Employees at the former Great Lakes headquarters, a unique, trihedral-shaped building, are involved in research and development of the company's key product lines, which include flame retardants, water treatments for swimming pools and petroleum additives.
Chemtura confirmed that it is trying to find a buyer for the West Lafayette building. The city and Purdue University officials are wondering what local use the building might provide if Chemtura vacates it.
"The building is very unusual because it's shaped like a spaceship," said Josh Andrew, the city of West Lafayette's redevelopment director. He confirmed that Chemtura has talked with city officials about whether the city would have an interest in the building.
"I'm not sure if we would take it even if they gave it to us, though, because it's a big building," Andrew said. "And we would still have to pay to heat it and maintain it."

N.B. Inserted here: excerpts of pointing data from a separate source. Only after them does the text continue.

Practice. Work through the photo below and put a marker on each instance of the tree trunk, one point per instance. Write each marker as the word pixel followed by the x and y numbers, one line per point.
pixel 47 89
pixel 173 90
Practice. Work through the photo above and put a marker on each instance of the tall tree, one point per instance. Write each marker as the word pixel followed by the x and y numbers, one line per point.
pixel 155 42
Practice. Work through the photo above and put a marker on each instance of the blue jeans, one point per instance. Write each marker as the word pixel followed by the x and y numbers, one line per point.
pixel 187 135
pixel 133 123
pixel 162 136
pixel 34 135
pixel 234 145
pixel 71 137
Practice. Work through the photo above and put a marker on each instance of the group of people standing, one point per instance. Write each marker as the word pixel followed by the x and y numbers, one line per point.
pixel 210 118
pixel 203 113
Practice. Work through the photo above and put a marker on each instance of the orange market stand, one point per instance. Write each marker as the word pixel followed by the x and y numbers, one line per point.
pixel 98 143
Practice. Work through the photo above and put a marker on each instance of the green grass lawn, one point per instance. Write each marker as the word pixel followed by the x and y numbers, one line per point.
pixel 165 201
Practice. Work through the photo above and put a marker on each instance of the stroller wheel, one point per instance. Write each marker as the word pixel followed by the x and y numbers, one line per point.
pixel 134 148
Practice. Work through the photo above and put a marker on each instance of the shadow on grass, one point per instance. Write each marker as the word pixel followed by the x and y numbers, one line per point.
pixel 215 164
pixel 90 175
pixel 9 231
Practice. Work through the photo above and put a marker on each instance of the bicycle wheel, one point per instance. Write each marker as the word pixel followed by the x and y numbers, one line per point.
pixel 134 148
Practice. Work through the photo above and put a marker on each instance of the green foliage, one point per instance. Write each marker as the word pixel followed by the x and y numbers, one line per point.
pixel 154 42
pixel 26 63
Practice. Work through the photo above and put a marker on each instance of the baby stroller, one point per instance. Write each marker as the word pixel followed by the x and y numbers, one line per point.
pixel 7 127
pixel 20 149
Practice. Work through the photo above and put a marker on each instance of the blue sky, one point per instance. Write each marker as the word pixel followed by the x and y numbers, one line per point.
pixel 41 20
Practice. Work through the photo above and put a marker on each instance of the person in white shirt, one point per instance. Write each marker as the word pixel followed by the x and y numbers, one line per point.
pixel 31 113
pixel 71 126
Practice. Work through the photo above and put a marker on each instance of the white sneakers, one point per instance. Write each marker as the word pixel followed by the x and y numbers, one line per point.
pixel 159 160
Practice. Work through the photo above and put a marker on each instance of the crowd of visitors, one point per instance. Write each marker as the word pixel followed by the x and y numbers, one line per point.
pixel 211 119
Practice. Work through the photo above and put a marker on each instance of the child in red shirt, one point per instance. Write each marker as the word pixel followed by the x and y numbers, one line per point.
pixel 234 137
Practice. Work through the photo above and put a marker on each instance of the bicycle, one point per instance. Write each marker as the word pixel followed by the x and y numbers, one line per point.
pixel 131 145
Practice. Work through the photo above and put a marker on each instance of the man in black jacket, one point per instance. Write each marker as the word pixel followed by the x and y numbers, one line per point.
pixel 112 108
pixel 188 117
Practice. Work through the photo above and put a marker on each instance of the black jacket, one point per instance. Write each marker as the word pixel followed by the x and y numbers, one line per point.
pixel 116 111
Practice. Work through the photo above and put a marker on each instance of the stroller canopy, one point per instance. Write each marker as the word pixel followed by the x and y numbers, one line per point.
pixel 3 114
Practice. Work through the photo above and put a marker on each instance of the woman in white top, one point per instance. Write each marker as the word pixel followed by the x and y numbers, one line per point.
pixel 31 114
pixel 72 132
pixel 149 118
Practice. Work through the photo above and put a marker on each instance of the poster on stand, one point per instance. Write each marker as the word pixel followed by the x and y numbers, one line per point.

When the merger with Crompton was announced March 9, Great Lakes officials said they were optimistic that the key role played by the 300-employee facility in West Lafayette would help preserve most, if not all, of those local jobs.
Andrew said he's no longer optimistic the merger will benefit West Lafayette in the long term. Joe Hornett, chief operating officer for the Purdue Research Foundation, and Dana Smith, president of the Lafayette-West Lafayette Chamber of Commerce, agreed.
"The building is being actively marketed now," Smith said, "and there's not going to be any new jobs coming" to Tippecanoe County as a result of the merger.
Those talks, he said, focused on what this community could offer the specialty chemicals company if it desired to grow its operations and use its base here for expanding in Indiana.